Yıllarca patronların “Bize bol geliyor dediği” Anayasa değiştirilerek her hakkı tanıyormuş gibi yaparken “ancak” diyerek kısıtlayan antidemokratik bir anayasa tüm topluma dayatıldı. 12 Eylül’ü sözde eleştiren burjuva partileri ise, darbe anayasasını ve sistemini kökten değiştirmeye niyetleri olmadığını kısmi madde değişiklikleri ile asıl olarak ta darbe anayasasının ruhunu olduğu gibi koruyarak göstermiş oldular.
Cumhurbaşkanı Erdoğan da her zaman olduğu gibi “Halkımıza yeni ve demokratik bir anayasa lazım, bunu da bu dönem yapacağız.” diyerek oluşturduğu tek adam düzeni pekiştirmek üzere halkın demokratik anayasa isteğini istismar etmektedir. “OHAL’den istifade ederek grevleri yasaklıyoruz.” diyen Cumhurbaşkanı Erdoğan’ın yeni bir anayasa derdi vardır ama gerçekten demokratik bir anayasa derdi hiçbir zaman olmamıştır. Darbeci generallerin mitinglerde ellerinde Kuran, dillerinde ayet ile başlattıkları süreç; bugün tarikatların devlet kadrolarını paylaşmasına, başta okullar olmak üzere devlet kurumlarına imam atanmasına kadar ilerledi. Din istismarı ekonomiye de yansıdı “Nas var nas.” denilerek halkın cebinden alınan paralar bankalara aktarıldı.

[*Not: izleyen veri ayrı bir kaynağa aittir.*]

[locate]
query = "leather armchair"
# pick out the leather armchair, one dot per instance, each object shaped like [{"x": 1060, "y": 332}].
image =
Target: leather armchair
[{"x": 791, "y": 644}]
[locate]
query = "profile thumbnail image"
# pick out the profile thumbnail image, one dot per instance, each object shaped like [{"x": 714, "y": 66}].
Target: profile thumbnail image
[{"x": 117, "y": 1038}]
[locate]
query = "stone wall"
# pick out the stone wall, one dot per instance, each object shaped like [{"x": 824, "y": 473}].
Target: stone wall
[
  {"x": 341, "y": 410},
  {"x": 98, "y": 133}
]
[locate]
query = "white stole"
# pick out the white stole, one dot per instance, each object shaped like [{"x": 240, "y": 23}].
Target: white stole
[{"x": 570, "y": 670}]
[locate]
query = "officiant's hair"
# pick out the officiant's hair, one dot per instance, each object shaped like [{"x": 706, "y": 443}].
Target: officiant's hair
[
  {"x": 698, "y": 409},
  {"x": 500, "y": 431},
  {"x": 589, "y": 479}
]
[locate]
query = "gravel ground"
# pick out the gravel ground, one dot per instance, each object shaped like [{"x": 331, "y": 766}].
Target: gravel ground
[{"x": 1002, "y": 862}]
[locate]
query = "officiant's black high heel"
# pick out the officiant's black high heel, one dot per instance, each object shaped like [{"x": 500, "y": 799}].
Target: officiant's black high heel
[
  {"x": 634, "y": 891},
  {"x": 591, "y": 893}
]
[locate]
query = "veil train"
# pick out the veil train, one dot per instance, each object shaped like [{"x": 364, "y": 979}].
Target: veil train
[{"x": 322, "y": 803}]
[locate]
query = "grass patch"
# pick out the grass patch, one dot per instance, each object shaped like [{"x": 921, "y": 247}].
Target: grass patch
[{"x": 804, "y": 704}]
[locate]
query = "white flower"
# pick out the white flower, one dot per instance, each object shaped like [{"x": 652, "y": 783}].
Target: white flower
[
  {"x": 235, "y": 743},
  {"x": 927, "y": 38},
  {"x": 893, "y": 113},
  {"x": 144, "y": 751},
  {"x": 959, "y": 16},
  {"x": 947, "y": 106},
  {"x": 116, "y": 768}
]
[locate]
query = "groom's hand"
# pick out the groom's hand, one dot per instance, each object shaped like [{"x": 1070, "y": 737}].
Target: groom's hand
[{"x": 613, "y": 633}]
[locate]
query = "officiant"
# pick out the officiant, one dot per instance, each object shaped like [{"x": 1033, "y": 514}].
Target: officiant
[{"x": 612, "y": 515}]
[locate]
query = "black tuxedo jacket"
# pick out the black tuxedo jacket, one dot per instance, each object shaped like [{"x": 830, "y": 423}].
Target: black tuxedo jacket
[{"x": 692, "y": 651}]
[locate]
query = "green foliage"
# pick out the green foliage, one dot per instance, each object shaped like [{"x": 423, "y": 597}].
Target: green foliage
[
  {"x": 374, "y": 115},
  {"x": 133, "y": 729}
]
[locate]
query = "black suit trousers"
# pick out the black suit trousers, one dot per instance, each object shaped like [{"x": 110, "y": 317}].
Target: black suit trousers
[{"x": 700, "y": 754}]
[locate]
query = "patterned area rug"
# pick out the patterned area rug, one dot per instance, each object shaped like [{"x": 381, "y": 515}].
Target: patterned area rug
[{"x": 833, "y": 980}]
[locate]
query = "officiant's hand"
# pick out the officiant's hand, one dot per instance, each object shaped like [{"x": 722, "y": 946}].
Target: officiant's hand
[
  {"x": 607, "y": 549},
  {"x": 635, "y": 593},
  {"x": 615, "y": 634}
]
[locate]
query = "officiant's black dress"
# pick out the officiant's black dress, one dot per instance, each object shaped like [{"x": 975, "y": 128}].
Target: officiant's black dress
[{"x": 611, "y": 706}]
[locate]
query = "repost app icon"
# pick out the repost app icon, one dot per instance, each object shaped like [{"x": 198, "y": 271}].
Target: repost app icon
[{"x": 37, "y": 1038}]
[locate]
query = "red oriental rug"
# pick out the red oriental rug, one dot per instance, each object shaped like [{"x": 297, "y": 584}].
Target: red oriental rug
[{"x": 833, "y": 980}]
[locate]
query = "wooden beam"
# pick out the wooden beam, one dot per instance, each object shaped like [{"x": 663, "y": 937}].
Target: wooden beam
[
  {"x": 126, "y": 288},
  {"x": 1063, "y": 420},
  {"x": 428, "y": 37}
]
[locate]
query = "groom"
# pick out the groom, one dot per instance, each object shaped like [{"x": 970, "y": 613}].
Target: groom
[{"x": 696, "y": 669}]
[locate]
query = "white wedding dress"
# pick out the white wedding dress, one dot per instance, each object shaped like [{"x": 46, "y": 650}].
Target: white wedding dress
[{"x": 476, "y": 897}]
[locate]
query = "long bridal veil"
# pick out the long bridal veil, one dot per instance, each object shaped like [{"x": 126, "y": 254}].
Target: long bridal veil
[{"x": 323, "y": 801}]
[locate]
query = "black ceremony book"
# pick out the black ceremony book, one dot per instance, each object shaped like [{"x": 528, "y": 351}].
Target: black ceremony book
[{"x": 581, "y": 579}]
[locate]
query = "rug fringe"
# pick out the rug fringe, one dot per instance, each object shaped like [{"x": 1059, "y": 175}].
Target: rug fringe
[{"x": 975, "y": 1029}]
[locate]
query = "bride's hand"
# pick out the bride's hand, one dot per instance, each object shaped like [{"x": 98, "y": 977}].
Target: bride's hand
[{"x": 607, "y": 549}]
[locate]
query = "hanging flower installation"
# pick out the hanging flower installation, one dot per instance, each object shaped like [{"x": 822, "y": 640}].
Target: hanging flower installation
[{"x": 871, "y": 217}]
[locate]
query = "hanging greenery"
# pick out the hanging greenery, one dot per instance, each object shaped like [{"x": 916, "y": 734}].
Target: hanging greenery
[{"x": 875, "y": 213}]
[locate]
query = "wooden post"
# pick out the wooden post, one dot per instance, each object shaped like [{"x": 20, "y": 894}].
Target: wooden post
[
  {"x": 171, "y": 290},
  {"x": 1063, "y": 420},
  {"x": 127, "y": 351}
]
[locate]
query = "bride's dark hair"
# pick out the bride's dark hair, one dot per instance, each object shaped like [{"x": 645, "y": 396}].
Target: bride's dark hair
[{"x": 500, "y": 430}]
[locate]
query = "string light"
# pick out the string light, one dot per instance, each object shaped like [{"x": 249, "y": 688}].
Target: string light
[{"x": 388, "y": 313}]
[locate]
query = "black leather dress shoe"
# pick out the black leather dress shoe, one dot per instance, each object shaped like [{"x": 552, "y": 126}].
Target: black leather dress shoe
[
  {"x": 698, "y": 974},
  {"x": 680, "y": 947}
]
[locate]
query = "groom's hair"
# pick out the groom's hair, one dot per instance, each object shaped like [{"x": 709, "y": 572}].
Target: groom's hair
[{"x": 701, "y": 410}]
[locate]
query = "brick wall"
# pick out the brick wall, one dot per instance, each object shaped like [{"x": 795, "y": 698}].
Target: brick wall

Dün 12 Eylül rejimine karşı mücadele edenler, bugün de tek adam rejimine karşı mücadele ediyor. Hak ve özgürlüklerimizi işçiler ve ezilen halk kitleleri olarak birleşerek verdiğimiz mücadelesi sayesinde adım adım kazanabiliyoruz, genişletebiliyoruz.
Emek Partisi olarak işçileri, emekçileri, ezilen halk kitlelerini, yaşam tarzı dayatılan kadınları, geleceksizliğe itilen ülke gençliğini, tarımı çökertilen köylüleri, asgari ücretin bile altında maaşla açlığa mahkûm edilen emeklileri insanca yaşayacak bağımsız ve demokratik bir ülke için birleşerek mücadele etmeye çağırıyoruz.